Plenty of people have got it into their heads that the top half of the draw, obligingly vacated by Rafael Nadal, will part like the Red Sea before Andrew Murray. Such complacency should have been placed in chastening perspective yesterday, however, by the man who has been winched across from the bottom half to fill the injured champion's shoes. On the evidence of his leisurely, ruthless destruction of the experienced Frenchman, Arnaud Clément, Juan Martin del Potro has no intention of doing so merely in a figurative sense.
Last year, Clément made the last eight, thanks to an epic encounter with Rainer Schüttler. At five hours and 12 minutes, theirs was the longest match of the year. This one, in contrast, in effect seemed over after two games. Clément immediately surrendered his service, book-ending the game with double faults; Del Potro responded with a fusillade of four first serves.
He never came out of a canter thereafter. Del Potro won 6-3, 6-1, 6-2 in 97 minutes, without exploring the full range of talent that qualifies him as a formidable obstacle to Murray's progress, not just over the next fortnight, but over the rest of his career.
After all, the Argentine is still only 20, and already up to No 5 in the world after an unprecedented spree of success last summer – when he became the first player on the tour to win his first four career titles in as many tournaments.

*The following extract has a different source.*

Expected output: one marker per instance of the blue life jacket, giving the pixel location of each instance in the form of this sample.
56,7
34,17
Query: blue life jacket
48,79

It took Murray himself to stop Del Potro's winning streak, at 23 matches, in the quarter-finals of the US Open. But the Scotsman had a devil of a job, needing four grimly contested sets over four hours. Earlier this month, moreover, Del Potro took Roger Federer to five lengths in the semi-finals at the French. Here, unmistakably, is a Grand Slam winner of the future.
Certainly he barely exhaled as he swatted Clément aside on Centre Court. Even the physical disparities between the pair seemed to approach injustice, Del Potro enjoying advantages in age, height and weight respectively of 11 years, 10 inches and 22 lbs.
At 6ft 6in, he could have offered the umpire a shoeshine without bending his back, and owed his only feasible sense of vulnerability in this match to the planes descending along the Heathrow flight path. Clément, in contrast, seemed like some burrowing animal, smarting in the sunlight in his stubble and shades – an impression poignantly reinforced by the grave difficulty he seemed to experience in getting his serves over the net.
The serving of both proved very consistent. Unfortunately, the Frenchman's was consistently execrable. It was almost as though he had some residue of lassitude after his marathon here last year, but the reality was that Del Potro, in his laconic style, was permitting him not the slightest margin. The big man was metronomic throughout, and while he took a little longer to find his forehand range, everything had clicked smoothly into gear by the end. Loping around the court yesterday, he largely abjured the net but proved himself capable of the odd delicacy, as well.
Not so poor Clément, who changed his red bandana for a blue one after the first set, and tried a white one for the third – by which stage a flag of the same material would have seemed more appropriate. His afternoon was perfectly distilled during a break, when his parasol became stuck inside out. Thereafter it drooped wanly as it was held over his head. The one over Del Potro, in contrast, seemed to be shading the brow that might some day wear a crown.
Andy Roddick proved less authoritative in his 6-3, 7-6, 4-6, 6-3 defeat of Jeremy Chardy. Beaten by Federer in the 2004 and 2005 finals, the sixth seed showed glimpses of his powerful best, reeling off 20 aces, and survived a searching examination from the Frenchman after suffering an ankle injury at Queen's. Del Potro will play the 2002 champion, Lleyton Hewitt, who overpowered Robby Ginepri 6-4, 6-1, 6-1. The No 10 seed, Fernando Gonzalez, also won in straight sets against Teimuraz Gabashvili.